どれほどの人が笑って泣いて、苦しみながらも毎日を生きているのかと、不思議に思う。そもそも、僕達は感情という実に面倒くさいものを抱えて生きているせいでなんとも面倒くさい生き方しか出来ないのだから、言ってしまえば諦めてしまったほうが自分のためにはきっとなるのだろうけど、残念ながらそんなことなどは、出来ないわけで。僕達は毎日を苦しみながら生きている。

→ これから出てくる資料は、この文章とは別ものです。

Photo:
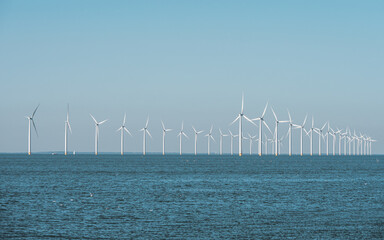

あぁ、好きなことだけしていれば、世の中もっと楽に生きることが出来るのに。そう思いながら、僕は毎日満員電車に揺られている。関東の中でも、川口市は非常に面倒くさい街だ。とてつもなく人が多いし、なによりも治安が悪い。日本人だけじゃなくて中国人も多いし、ついでに言えばクルド人もいる。べつに外人さんがいるのは構いやしないんだよ。中国人だろが日本人だろうがクルド人だろうが、マナーが悪い人間はそれなりに一定にいるのだから、今更そんなことで何かを咎めようとは思わない。人間の中で人種なんて正直あんまり関係ない。あぁ─僕は、そんな川口市という世界で生きている一人の人間だ。社会人になって1ヶ月。やりたいことができると思って入った会社がまさかのブラックで、日々どうやって逃げてやろうかと思いながら、じくじくと胃痛に苛まれて生きている。 会社に行くのが億劫になり始めたし、料理を作るのもしんどくなってきた。仕事はしんどい。先輩はウザイし、上司はパワハラまみれ。休みもろくにとれない。歩いていたら涙出てくる。そんなふうにして、辞めたい辞めたいと思いながらも、たかだか1ヶ月しか仕事をしていない人間がそんな簡単に辞められるわけないよなとどこか遠くで理解をしてしまっている自分がいた。朝の10時から夜の22時半まで、休憩は15分。あぁ、もういっそのこと、誰か僕の身体を壊してくれないかだなんて、そんなことさえ思いながら、生きている。生きてしまっている。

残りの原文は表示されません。